Web-browsers, social media, cloud computing and the internet of things have made sectors like communications and transports the big winners in the digital revolution. Individuals, businesses, entire countries have solved small and bigger problems while constantly optimizing the use of the available resources. The term revolution has been linked to Google, Facebook, and Amazon. It really depends on whom you ask. This nearly unlimited access to information is not without drawbacks, especially for domains which would need restrictions. Porn is one of those. Today, dirty magazines are a relic replaced by online video aggregates like XVideos, Xhamster, and Xnxx, with “authorial” porn surviving through the original productions of Brazzers. The 20 to 30 pages of a racy booklet you would buy for a couple of dollars became 4400 petabytes – and this is just Pornhub – freely available 24/7. Adult movie theaters, in the same fashion, are pretty much extinct. All the while, our porn-consumers are younger and younger, with a staggering 98% rate of exposure before the age of 18. Might it be the absence of morally uptight cashiers, or our use of better techniques to scoop data? Most barriers today are overcome by inputting fake info (like a bogus birth date), or at worst through an ad-hoc Gmail/Hotmail account.
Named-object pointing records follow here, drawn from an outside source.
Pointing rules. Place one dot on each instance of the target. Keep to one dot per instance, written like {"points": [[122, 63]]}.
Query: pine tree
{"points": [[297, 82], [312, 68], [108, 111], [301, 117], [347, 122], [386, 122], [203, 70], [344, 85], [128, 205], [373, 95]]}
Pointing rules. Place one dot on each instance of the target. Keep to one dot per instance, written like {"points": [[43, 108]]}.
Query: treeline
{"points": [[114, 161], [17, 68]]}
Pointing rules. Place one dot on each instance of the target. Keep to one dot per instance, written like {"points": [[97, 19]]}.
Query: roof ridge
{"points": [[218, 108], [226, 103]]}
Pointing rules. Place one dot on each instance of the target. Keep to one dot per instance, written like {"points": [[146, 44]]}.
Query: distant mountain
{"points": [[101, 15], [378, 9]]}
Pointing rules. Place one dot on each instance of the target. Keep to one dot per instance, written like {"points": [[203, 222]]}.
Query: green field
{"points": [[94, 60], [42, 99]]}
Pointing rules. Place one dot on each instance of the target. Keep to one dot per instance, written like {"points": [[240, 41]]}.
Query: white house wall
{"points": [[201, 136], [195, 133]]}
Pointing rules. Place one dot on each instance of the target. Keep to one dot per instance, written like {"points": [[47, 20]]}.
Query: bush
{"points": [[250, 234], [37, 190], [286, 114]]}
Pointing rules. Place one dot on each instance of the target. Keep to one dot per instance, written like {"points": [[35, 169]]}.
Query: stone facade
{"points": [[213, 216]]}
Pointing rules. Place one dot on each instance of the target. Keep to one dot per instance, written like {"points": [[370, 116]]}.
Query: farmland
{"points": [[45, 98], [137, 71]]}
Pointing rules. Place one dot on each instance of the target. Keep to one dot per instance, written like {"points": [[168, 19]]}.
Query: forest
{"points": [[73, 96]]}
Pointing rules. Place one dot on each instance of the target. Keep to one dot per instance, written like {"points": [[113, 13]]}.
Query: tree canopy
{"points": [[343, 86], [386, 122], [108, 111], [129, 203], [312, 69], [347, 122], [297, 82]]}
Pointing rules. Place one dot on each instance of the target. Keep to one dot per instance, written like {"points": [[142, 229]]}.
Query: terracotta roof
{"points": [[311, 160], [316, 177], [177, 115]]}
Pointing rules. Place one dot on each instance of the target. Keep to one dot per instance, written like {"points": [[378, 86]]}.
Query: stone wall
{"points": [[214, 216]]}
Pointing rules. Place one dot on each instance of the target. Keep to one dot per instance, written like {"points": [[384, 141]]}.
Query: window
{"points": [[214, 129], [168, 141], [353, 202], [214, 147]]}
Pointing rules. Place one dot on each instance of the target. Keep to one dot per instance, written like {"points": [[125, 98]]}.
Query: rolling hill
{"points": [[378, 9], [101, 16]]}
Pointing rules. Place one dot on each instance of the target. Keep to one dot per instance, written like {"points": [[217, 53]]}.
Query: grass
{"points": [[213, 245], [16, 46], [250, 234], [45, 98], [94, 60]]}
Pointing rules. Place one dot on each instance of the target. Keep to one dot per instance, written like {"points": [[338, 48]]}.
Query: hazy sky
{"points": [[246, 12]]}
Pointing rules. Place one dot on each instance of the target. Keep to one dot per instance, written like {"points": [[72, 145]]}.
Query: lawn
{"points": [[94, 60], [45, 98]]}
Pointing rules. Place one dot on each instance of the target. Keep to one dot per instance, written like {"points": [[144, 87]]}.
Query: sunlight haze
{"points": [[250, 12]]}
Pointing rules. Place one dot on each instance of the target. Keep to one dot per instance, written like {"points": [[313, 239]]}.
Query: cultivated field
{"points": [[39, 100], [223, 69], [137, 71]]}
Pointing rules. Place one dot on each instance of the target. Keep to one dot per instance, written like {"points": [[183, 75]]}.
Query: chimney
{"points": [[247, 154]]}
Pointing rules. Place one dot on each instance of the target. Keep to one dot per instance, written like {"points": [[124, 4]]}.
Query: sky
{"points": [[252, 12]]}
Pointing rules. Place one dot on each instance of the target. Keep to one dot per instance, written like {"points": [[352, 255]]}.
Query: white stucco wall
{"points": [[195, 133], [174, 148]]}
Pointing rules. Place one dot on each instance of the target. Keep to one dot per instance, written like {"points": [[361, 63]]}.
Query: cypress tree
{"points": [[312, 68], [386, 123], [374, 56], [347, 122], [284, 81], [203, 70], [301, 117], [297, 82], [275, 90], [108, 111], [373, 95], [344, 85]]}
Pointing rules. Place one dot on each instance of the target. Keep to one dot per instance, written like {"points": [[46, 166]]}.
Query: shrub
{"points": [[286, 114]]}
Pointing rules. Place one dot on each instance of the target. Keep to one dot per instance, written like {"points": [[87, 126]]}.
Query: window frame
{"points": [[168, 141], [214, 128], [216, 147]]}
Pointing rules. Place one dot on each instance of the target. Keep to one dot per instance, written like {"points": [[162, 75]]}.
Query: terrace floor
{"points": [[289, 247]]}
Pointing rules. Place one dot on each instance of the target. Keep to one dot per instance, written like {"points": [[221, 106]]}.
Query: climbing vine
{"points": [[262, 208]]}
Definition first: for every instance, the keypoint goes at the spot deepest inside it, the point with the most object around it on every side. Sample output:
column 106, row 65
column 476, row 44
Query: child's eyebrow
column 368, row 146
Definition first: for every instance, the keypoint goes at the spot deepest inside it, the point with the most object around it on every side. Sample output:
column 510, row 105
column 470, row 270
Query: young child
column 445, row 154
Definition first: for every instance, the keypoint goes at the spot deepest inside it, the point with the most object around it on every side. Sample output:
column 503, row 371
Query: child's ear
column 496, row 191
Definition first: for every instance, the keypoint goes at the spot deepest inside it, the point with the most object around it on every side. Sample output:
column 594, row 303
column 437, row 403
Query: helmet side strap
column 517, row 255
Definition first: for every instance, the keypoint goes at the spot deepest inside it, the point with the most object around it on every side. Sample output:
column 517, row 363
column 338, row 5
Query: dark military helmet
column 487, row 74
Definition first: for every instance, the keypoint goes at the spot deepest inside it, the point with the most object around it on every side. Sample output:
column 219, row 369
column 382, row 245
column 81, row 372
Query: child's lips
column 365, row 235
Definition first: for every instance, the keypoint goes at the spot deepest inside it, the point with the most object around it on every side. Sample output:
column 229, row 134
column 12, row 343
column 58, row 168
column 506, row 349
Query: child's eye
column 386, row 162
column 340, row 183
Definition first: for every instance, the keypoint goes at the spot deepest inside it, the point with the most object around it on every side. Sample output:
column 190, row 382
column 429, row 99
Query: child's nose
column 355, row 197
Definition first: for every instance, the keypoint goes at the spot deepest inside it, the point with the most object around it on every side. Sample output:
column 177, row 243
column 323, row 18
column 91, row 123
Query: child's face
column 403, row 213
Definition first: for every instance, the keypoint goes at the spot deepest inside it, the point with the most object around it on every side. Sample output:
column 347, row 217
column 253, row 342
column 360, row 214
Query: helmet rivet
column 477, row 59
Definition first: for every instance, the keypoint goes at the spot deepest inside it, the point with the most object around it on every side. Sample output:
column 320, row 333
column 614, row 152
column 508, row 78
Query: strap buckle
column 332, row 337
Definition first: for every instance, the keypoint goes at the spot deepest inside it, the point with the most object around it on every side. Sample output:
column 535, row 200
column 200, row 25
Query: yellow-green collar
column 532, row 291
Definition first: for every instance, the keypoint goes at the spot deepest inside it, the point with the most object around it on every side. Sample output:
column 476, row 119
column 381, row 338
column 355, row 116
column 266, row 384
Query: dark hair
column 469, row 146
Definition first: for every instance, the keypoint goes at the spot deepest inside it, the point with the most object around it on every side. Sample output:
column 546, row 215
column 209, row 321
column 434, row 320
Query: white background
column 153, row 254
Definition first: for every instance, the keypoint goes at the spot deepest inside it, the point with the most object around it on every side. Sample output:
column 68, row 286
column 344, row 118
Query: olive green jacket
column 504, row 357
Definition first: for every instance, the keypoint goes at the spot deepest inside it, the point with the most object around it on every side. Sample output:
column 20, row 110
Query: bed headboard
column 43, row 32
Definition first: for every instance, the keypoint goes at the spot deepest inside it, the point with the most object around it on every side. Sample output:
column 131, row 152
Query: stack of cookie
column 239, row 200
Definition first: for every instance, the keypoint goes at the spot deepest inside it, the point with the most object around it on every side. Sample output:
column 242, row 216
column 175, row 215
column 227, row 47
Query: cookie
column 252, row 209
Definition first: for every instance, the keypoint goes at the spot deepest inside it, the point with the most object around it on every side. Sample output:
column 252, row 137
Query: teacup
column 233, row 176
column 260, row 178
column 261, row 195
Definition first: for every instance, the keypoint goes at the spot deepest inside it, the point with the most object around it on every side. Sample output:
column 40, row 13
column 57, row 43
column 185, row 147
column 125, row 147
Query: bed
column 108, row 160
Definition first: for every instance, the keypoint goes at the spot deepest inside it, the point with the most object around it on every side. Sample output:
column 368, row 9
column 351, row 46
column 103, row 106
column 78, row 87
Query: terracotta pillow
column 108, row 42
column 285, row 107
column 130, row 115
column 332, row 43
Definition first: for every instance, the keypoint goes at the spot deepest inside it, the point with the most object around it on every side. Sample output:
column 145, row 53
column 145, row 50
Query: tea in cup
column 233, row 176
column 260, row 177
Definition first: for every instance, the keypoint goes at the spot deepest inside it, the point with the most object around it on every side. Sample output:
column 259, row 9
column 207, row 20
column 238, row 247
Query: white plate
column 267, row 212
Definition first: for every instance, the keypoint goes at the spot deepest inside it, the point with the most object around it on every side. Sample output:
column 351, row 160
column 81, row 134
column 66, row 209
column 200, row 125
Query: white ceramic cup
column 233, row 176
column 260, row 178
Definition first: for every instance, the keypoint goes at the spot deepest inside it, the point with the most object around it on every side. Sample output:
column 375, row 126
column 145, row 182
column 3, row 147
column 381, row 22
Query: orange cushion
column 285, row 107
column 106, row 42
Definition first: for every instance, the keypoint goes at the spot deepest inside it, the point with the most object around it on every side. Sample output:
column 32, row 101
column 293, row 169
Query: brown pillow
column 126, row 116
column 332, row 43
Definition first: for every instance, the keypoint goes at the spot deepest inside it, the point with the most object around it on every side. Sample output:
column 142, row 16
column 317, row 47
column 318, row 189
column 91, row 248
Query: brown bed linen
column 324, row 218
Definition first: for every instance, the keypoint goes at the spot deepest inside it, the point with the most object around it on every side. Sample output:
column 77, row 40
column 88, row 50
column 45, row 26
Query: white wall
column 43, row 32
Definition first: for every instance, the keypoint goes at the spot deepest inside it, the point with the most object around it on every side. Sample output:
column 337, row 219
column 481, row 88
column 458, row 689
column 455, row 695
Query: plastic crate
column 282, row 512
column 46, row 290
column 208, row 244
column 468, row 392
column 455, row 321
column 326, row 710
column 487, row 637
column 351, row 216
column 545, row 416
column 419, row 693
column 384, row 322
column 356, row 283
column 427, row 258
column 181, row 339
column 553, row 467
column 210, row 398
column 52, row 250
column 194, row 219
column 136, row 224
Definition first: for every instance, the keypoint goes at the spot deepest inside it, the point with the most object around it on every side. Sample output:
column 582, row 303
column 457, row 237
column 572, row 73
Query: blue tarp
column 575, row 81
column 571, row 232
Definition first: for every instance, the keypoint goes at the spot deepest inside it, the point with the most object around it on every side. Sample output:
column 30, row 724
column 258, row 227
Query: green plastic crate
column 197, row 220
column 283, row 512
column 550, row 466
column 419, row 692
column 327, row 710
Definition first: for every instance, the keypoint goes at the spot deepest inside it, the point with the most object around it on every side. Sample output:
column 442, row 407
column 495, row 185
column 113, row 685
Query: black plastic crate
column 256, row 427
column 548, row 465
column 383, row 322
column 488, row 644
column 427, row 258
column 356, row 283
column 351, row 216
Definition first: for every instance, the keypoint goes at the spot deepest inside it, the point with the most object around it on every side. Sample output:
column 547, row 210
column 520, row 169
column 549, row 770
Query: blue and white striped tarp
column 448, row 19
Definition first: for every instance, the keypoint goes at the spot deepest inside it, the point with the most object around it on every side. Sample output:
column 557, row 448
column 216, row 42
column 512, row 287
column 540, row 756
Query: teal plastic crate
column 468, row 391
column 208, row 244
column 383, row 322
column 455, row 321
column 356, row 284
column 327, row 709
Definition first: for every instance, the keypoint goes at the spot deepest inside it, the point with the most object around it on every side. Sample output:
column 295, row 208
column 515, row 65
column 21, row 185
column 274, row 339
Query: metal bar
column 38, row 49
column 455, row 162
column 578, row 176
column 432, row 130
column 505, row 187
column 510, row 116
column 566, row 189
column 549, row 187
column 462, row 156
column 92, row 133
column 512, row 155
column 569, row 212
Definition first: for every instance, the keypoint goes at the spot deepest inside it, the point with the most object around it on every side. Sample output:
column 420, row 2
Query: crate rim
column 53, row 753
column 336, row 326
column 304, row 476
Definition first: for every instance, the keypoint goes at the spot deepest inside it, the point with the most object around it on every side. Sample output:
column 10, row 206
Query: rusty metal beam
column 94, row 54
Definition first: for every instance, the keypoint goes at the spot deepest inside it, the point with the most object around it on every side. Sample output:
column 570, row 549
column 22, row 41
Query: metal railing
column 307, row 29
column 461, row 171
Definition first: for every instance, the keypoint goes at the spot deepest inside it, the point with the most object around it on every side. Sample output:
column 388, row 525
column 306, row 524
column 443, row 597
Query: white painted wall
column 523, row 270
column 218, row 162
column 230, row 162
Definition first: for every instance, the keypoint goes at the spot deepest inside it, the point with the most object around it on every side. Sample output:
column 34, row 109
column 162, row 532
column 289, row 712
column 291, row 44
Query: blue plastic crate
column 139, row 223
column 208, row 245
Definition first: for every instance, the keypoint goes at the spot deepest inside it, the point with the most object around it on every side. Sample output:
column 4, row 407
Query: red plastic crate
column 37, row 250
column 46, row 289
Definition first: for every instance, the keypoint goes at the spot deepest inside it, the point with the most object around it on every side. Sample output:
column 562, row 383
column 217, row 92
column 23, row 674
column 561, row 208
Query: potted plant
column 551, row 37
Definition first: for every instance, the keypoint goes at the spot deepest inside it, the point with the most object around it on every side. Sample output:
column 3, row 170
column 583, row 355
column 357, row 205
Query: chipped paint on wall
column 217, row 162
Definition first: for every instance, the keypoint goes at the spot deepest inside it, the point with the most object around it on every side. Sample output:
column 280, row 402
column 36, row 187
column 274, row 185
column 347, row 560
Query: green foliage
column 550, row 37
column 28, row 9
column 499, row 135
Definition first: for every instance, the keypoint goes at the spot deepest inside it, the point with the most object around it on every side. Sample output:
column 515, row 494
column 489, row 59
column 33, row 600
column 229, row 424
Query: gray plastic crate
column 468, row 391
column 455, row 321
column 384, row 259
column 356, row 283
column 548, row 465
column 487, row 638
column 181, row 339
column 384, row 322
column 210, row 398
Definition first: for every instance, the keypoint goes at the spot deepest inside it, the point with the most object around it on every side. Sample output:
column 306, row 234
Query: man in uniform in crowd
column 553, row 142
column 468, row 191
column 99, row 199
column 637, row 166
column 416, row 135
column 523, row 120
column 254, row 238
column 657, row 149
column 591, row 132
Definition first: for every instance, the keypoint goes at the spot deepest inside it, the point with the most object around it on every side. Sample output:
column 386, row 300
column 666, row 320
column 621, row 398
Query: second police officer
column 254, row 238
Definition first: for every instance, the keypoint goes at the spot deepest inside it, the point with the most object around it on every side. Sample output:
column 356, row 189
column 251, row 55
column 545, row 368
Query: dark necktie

Children might really be the silent victims of the digitization of the adult industry and its lack of controls. The virtual environment in which sexual experimentation takes place extends to apps allowing and it presents the same identification problems. Teenagers in the 12-17 bracket might be too young for Tinder but can connect on Yellow, make friends or even date people. However, who’s to say you are chatting with another kid in the first place? Same problem for an app like Kik, enough to warrant the attention of the FBI due to its abuse by sexual predators. Teenagers might not realize the legal, psychological and emotional consequences of consuming pornography, sexting, or the risk of pedophiles lurking in the shadows. But creating non-intimate relationships can indeed fulfills Maslow’s hierarchy of needs (for example being in a position to be accepted by the opposite sex). This can not only prepare the teenager for a healthy sexual life, but also inform the individuals on the need to protect intimate relationships from prey-predator problems.